Just as the image of the security wheel implies, network security is a constantly evolving and growing process. This process is driven by the changing and growing nature of the business on one side leading to more and more resources and possibly links to more outside sources. Pressing from another side is the bad guys outside of your network who are constantly gathering better tools, often the same ones you’ll be learning about. They also don’t have a security policy preventing them from trying the latest and greatest hack posted on the Internet. They could also have “cracked” copies of licensed tools and software the company can’t afford. If potential attacks from two growing fronts weren’t bad enough, internal users are becoming savvier about the workings of the network. Economic turmoil can often bring out a side of people that even they might not have known existed under other circumstances.
So what is the company to do? Start by recognizing that what you have today in the form of network security becomes the baseline from which the future is built. There’s no going back to last year, so today becomes the beginning of time. Planning and development must always look at the next level of safety the network security can be moved to. Meanwhile, caution and good practices would suggest the following:
Monitor the security alerts from all network device vendors and install the recommended patches and upgrades.
Stay current on the latest threats, vulnerabilities, and tools by monitoring security web sites and newsgroups, such as www.sans.org, www.cert.org and www.cisecurity.org.
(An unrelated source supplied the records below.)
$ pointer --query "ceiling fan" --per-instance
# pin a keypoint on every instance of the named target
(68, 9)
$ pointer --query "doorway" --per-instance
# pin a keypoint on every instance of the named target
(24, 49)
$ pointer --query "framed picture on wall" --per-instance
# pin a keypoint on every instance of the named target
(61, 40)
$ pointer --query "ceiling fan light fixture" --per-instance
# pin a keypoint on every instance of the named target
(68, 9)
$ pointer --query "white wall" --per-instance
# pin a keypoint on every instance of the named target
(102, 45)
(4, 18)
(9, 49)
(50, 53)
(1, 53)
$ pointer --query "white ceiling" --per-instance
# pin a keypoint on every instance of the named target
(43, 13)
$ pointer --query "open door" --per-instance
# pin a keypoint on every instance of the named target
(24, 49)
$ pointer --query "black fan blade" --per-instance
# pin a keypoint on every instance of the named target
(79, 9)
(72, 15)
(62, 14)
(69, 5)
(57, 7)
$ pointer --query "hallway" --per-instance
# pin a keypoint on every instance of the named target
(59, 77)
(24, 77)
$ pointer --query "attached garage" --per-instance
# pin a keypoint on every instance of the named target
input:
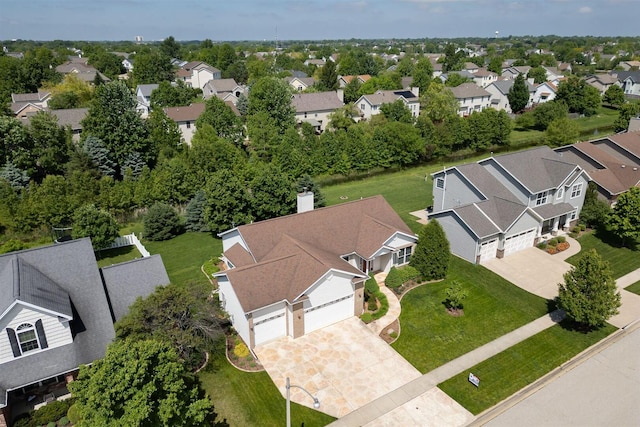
(488, 250)
(327, 314)
(520, 241)
(270, 328)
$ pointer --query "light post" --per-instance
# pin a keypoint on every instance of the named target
(288, 385)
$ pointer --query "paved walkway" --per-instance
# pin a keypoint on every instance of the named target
(409, 403)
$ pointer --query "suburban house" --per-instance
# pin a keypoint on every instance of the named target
(503, 204)
(225, 89)
(315, 108)
(197, 73)
(186, 118)
(25, 104)
(345, 80)
(143, 96)
(470, 97)
(613, 162)
(300, 83)
(499, 91)
(602, 82)
(369, 105)
(57, 312)
(544, 92)
(292, 275)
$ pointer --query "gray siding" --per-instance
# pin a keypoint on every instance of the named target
(463, 243)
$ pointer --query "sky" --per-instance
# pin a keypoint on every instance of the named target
(229, 20)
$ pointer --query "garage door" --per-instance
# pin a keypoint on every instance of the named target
(519, 242)
(328, 313)
(270, 328)
(488, 250)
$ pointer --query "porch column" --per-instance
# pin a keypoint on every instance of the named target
(298, 319)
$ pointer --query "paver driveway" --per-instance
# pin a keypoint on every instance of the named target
(345, 365)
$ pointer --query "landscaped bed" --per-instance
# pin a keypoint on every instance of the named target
(518, 366)
(430, 337)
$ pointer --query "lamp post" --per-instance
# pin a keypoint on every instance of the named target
(288, 385)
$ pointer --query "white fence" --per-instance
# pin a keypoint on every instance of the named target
(129, 240)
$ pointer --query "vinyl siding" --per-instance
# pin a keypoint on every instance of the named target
(58, 333)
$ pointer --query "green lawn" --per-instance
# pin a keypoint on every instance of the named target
(635, 288)
(117, 255)
(430, 337)
(518, 366)
(184, 255)
(622, 260)
(251, 399)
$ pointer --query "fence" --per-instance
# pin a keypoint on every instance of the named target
(129, 240)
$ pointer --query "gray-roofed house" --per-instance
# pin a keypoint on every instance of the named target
(470, 97)
(292, 275)
(55, 315)
(503, 204)
(315, 108)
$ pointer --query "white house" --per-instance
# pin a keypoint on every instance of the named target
(292, 275)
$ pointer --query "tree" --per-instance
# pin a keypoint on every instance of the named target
(518, 94)
(194, 213)
(98, 224)
(624, 220)
(614, 95)
(328, 77)
(141, 384)
(161, 222)
(589, 295)
(562, 131)
(182, 316)
(431, 256)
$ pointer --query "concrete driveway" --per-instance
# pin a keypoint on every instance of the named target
(344, 365)
(535, 270)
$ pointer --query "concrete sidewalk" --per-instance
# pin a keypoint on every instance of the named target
(387, 409)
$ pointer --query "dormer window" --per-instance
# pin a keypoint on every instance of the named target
(541, 198)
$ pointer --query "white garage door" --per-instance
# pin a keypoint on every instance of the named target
(519, 242)
(270, 328)
(488, 250)
(328, 314)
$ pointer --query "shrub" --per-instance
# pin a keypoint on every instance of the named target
(394, 279)
(161, 222)
(371, 285)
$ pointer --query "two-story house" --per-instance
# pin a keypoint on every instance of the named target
(470, 97)
(503, 204)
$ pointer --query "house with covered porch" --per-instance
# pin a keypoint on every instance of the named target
(292, 275)
(507, 203)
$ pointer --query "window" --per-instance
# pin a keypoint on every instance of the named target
(27, 337)
(541, 198)
(402, 256)
(576, 190)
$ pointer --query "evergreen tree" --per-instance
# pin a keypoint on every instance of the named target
(431, 256)
(194, 220)
(518, 95)
(589, 295)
Implement and follow the existing network security policies, including incident investigation and reporting. Lax implementation and enforcement leads to potential vulnerabilities and can undermine commitment to security.
Update the security policy on a regularly scheduled basis, plus any time a new technology is added to the network or an existing technology is removed.
Ongoing security training and awareness should be a priority at all levels within the company.
Encourage a sense of trust and friendliness to encourage employees to “ask first” when in doubt and to encourage reporting of potential security incidents.